Horsetail Extract Guide

Horsetail is a thin perennial plant that has a distinctive stem that looks like the tail of a horse – hence the name. Here’s our horsetail extract guide.

What is Horsetail Extract?

Horsetail Extract is a concentrated extract that comes from a plant whose distinctive shape resembles the tail of a bird or horse.

The horsetail plant itself is a thin, sterile, perennial plant rhizomatous stem. The stem of the plant is the part that looks like a horsetail.

The plant also has the unique distinction of reproducing by its spores instead of its seeds.

If you haven’t heard of horsetail extract, then you may know the plant by some of its other names – like pewterwort. The plant was traditionally used to polish pewter and wood, hence the name.

Horsetail actually goes by many other names as well. It is sometimes called Scouring Rush, for example, due to the abrasive coating of silicates on its stems that were once used to scour metal pots.

Other names include Giant Horsetail, Bottle Brush, Shavegrass, Candock, Paddock Pipes, Field Horsetail, and Common Horsetail.

History of Horsetail Extract

The reason horsetail extract is known by so many names is that it has been used by many different civilizations over the years. We have evidence that the ancient Greeks, Romans, and Chinese all used horsetail for its therapeutic benefits.

These ancient civilizations would use all parts of the plant for different purposes.

They would use the extract of the plant for various health benefits, for example. As you’ll learn below, the plant has powerful anti-inflammatory and antibacterial properties.

Meanwhile, the leaves of the plant were used to dye clothing a soft green color. Some civilizations also use horsetail stalks to make whistles to call spirits. Indians used the extract to polish wooden tools. The Japanese used it as a fine sand paper to sand the final layer of wood before varnishing.

Today, however, horsetail extract is primarily prized for its rich blend of vitamins and minerals – including manganese, calcium, iron, and flavonoids.

Benefits of Horsetail Extract

Horsetail extract is one of those general remedies that has been purported to treat a wide range of conditions and ailments. This is because horsetail extract is known for all of the following effects:

Anti-inflammatory
— Antibacterial and antimicrobial
— Antioxidant
— Diuretic
— Astringent

For the reasons listed above, horsetail extract is traditionally used to treat health conditions where you experience breakdown of hair, teeth, nails, and bone.

It’s also used to treat inflammation of mucous membranes in the mouth or conditions like tonsillitis.

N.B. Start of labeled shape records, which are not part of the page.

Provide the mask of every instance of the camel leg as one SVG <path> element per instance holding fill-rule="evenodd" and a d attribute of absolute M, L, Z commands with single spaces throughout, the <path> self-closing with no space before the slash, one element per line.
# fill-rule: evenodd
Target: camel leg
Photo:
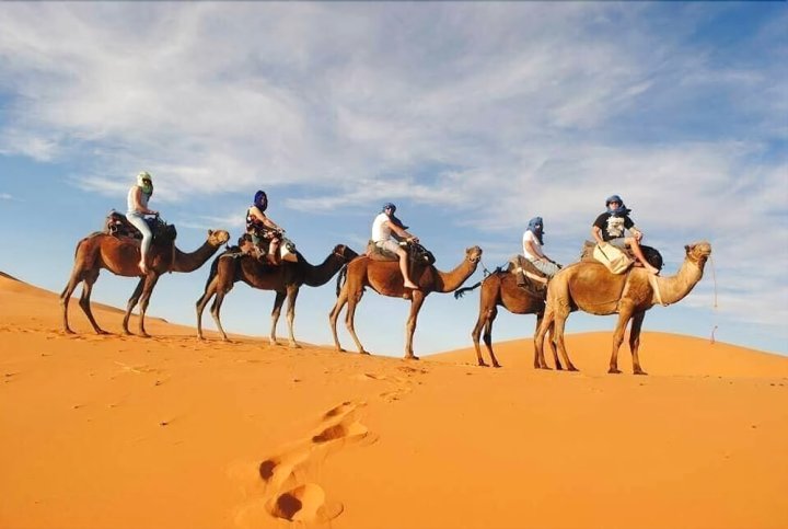
<path fill-rule="evenodd" d="M 328 324 L 332 327 L 332 334 L 334 335 L 334 347 L 340 352 L 344 353 L 345 349 L 341 348 L 341 345 L 339 345 L 339 336 L 337 336 L 336 332 L 336 321 L 339 318 L 339 313 L 341 312 L 343 308 L 347 304 L 347 289 L 343 288 L 339 292 L 339 296 L 337 297 L 336 303 L 334 303 L 334 308 L 328 313 Z"/>
<path fill-rule="evenodd" d="M 633 324 L 629 331 L 629 350 L 633 354 L 633 372 L 635 375 L 648 375 L 640 368 L 640 359 L 638 358 L 638 349 L 640 348 L 640 330 L 646 311 L 637 312 L 633 317 Z"/>
<path fill-rule="evenodd" d="M 81 281 L 82 269 L 74 266 L 73 272 L 71 272 L 71 277 L 69 278 L 68 285 L 66 285 L 63 291 L 60 292 L 60 307 L 62 308 L 62 330 L 67 334 L 74 333 L 73 331 L 71 331 L 71 327 L 68 324 L 68 304 L 69 301 L 71 301 L 71 295 L 73 295 L 73 291 L 77 289 L 77 286 Z"/>
<path fill-rule="evenodd" d="M 547 330 L 551 329 L 551 325 L 553 324 L 553 320 L 554 313 L 548 306 L 542 317 L 542 323 L 538 325 L 536 336 L 534 337 L 534 369 L 549 369 L 544 358 L 544 338 L 547 334 Z M 552 334 L 555 334 L 555 330 Z M 555 344 L 553 344 L 553 347 L 555 347 Z"/>
<path fill-rule="evenodd" d="M 611 353 L 611 363 L 609 373 L 618 375 L 618 349 L 621 344 L 624 343 L 624 333 L 626 332 L 627 323 L 631 319 L 631 308 L 625 303 L 622 303 L 618 312 L 618 321 L 616 322 L 615 331 L 613 331 L 613 352 Z"/>
<path fill-rule="evenodd" d="M 93 318 L 93 311 L 90 308 L 90 296 L 93 291 L 93 284 L 96 279 L 99 279 L 99 269 L 88 271 L 84 274 L 84 280 L 82 281 L 82 296 L 80 296 L 80 307 L 82 308 L 82 312 L 84 312 L 88 317 L 88 320 L 90 320 L 96 334 L 109 334 L 99 326 L 95 318 Z"/>
<path fill-rule="evenodd" d="M 139 283 L 137 284 L 137 288 L 135 288 L 135 291 L 131 294 L 131 297 L 128 300 L 128 303 L 126 303 L 126 313 L 124 314 L 124 334 L 129 335 L 131 334 L 128 330 L 128 321 L 131 317 L 131 311 L 135 307 L 137 307 L 137 302 L 139 301 L 140 296 L 142 295 L 142 288 L 144 287 L 144 276 L 140 277 Z"/>
<path fill-rule="evenodd" d="M 564 364 L 567 366 L 567 371 L 577 371 L 577 368 L 569 359 L 569 354 L 566 350 L 566 343 L 564 342 L 564 331 L 566 329 L 566 321 L 569 317 L 569 312 L 554 311 L 554 314 L 553 342 L 555 342 L 556 347 L 558 347 L 558 352 L 564 357 Z M 542 361 L 544 361 L 544 357 L 542 357 Z"/>
<path fill-rule="evenodd" d="M 155 284 L 159 281 L 159 274 L 148 274 L 144 279 L 144 286 L 142 287 L 142 296 L 140 296 L 140 323 L 139 323 L 139 335 L 146 338 L 150 337 L 150 334 L 148 334 L 144 330 L 144 314 L 148 310 L 148 303 L 150 302 L 151 294 L 153 294 L 153 288 L 155 287 Z"/>
<path fill-rule="evenodd" d="M 219 329 L 219 332 L 222 335 L 222 340 L 224 342 L 230 342 L 230 338 L 227 337 L 227 333 L 224 332 L 224 329 L 221 326 L 221 304 L 222 301 L 224 301 L 224 290 L 219 289 L 216 292 L 216 297 L 213 298 L 213 303 L 211 304 L 211 317 L 213 318 L 213 323 L 216 323 L 217 329 Z"/>
<path fill-rule="evenodd" d="M 298 299 L 298 285 L 288 286 L 288 332 L 290 333 L 290 347 L 294 348 L 301 347 L 298 342 L 296 342 L 296 335 L 293 334 L 293 325 L 296 323 L 296 299 Z"/>
<path fill-rule="evenodd" d="M 534 330 L 534 344 L 536 343 L 538 331 L 542 327 L 542 321 L 544 320 L 544 312 L 541 314 L 536 314 L 536 329 Z M 553 342 L 553 326 L 551 325 L 547 330 L 547 343 L 551 345 L 551 349 L 553 349 L 553 360 L 555 361 L 556 369 L 561 370 L 564 369 L 560 365 L 560 360 L 558 360 L 558 352 L 556 350 L 555 343 Z M 542 340 L 542 348 L 544 349 L 544 338 Z M 542 354 L 542 360 L 544 364 L 546 364 L 546 360 L 544 359 L 544 353 Z M 536 367 L 536 349 L 534 348 L 534 367 Z M 568 369 L 568 366 L 567 366 Z"/>
<path fill-rule="evenodd" d="M 413 300 L 410 301 L 410 314 L 408 314 L 407 323 L 405 324 L 405 359 L 406 360 L 418 360 L 418 356 L 413 353 L 413 335 L 416 332 L 416 320 L 418 319 L 419 310 L 424 304 L 426 296 L 421 290 L 414 290 Z"/>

Over the years, however, horsetail extract has been used to treat just about everything – including diabetes, acne, skin wounds, bladder problems, gastrointestinal diseases, sprains, fractures, prostate problems, bronchitis, malaria, and many more. Once again, it’s one of those general treatments that has been linked to a wide variety of treatments.

In the scientific world, however, horsetail extract has not been definitively linked to any condition treatments.

On WebMD.com, for example, the site states that although the plant is used to make medicine, there is no evidence that it can be used to treat any specific condition.

However, WebMD.com does admit that:

“early research suggests that taking dry horsetail extract or a specific product containing horsetail extract plus calcium (Osteosil Calcium) by mouth can increase bone density in postmenopausal women with osteoporosis.”

The problem with that study is that it involved taking a calcium supplement as well as dry horsetail extract. Did the calcium supplement have a larger effect on the increased bone density – or was it more related to the horsetail extract? Further studies are required before we can definitively answer that question.

How to Use Horsetail Extract

If you don’t have a horsetail plant near your house (you probably don’t), then your best option is to buy horsetail extract online.

The extract isn’t extremely popular, so you don’t have a lot of purchasing options.

Mountain Rose Herbs, however, does sell a horsetail extract. That extract has an herb:alcohol ratio of 1:2 and is extracted from fresh horsetail shoots.

The manufacturer recommends using that extract in tea, tinctures, and encapsulations.

You can also sometimes found horsetail extract in cosmetic products, where it’s prized for its anti-inflammatory properties.

On MountainRoseHerbs.com, the 4 ounce container of horsetail extract retails for $30.50.

You can also buy a 1 ounce container for $9.25

Ultimately, horsetail extract is a popular herbal extract that has been used throughout history in everything from teas to scouring products. Today, you’re more likely to find it in topical skin creams and bottled extracts. Although the extract hasn’t been definitively linked to any major health benefits, there’s some small evidence that the extract can be used to increase bone density – particularly in those who are predisposed to reduced bone density (like post-menopausal women).